Tidak berhenti sampai di situ, riset dari APKLI menunjukkan terbitnya Paket Kebijakan Ekonomi yang terbit pada September tahun 2015 semakin menekan keberadaan warung kelontong di tingkat desa/kelurahan. Per tahun 2025, APKLI mencatat jumlah warung kelontong yang tersisa adalah sebanyak 3,9 juta.

Peluang besar kolaborasi

Pengamat Ekonomi Indef Eko Listiyanto mengatakan ritel modern seperti Alfamart dan Indomaret dinilai memiliki peluang besar untuk berkolaborasi dengan Koperasi Merah Putih dalam memperkuat perekonomian daerah. Kolaborasi dapat dilakukan melalui kemitraan distribusi produk, terutama untuk menyalurkan barang kebutuhan pokok maupun produk UMKM lokal ke jaringan toko yang lebih luas. Dengan dukungan sistem logistik dan manajemen ritel modern, produk dari koperasi berpotensi menjangkau pasar yang sebelumnya sulit diakses.

“Selain distribusi barang, kerja sama juga dapat mencakup penguatan rantai pasok dan pembinaan pelaku usaha kecil. Ritel modern memiliki pengalaman dalam standarisasi kualitas, pengemasan, hingga pemasaran, sementara koperasi memiliki kedekatan dengan produsen lokal dan anggota di tingkat komunitas.,” ujar dia kepada SUAR di Jakarta (27/2/2026).

Sinergi ini diyakini dapat meningkatkan daya saing produk lokal sekaligus mendorong pertumbuhan ekonomi berbasis kerakyatan yang lebih inklusif.

Di sisi lain, kolaborasi tersebut juga berpotensi menciptakan ekosistem perdagangan yang saling menguntungkan tanpa harus bersaing secara langsung. Koperasi dapat fokus pada kebutuhan anggota dan pengembangan usaha lokal, sedangkan ritel modern menyediakan akses pasar, teknologi, serta efisiensi distribusi. 

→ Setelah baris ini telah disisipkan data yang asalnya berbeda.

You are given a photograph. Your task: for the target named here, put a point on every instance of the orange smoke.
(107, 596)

Toko Ritel modern bisa jadi pemasok Koperasi Desa Merah Putih

Menteri Perdagangan Budi Santoso menyatakan bahwa Koperasi Desa/Kelurahan (Kopdes) Merah Putih memiliki peluang besar untuk berkolaborasi dengan jaringan ritel modern, minimarket, maupun distributor. Kolaborasi ini dipandang sebagai solusi untuk memberdayakan ekonomi lokal tanpa harus mematikan ekosistem ritel yang sudah ada.

Pernyataan ini merespons isu potensi penghentian ekspansi gerai ritel modern di desa saat Kopdes Merah Putih mulai beroperasi. Budi menilai pola kerja sama ini sudah lazim dilakukan oleh toko kelontong selama ini.

“Ini kesempatan bagus untuk saling kolaborasi dengan minimarket, dengan distributor, untuk menyalurkan produknya melalui koperasi desa,” ujar Budi usai peluncuran Trade Expo Indonesia (TEI) di Jakarta (27/2/2026).

Pekerja menyelesaikan pembangunan Koperasi Merah Putih di Kelurahan Mangasa, Makassar, Sulawesi Selatan, Jumat (6/2/2026). Pemerintah menargetkan 60 ribu Koperasi Merah Putih dapat beroperasi hingga akhir Desember 2026. ANTARA FOTO/Arnas Padda/nz

Menurut Budi, Koperasi Merah Putih memiliki keunggulan kompetitif yang lebih luas dibanding minimarket biasa. Selain menjual kebutuhan sehari-hari, koperasi ini dirancang untuk menyediakan kebutuhan pertanian seperti pupuk, hingga berfungsi sebagai apotek dan klinik desa.

Terkait perizinan ritel modern, Budi mengingatkan bahwa kewenangan tersebut berada di tangan pemerintah daerah melalui Rencana Tata Ruang Wilayah (RTRW). Ia meyakini pemerintah daerah akan memprioritaskan kemakmuran desa melalui pemberdayaan koperasi.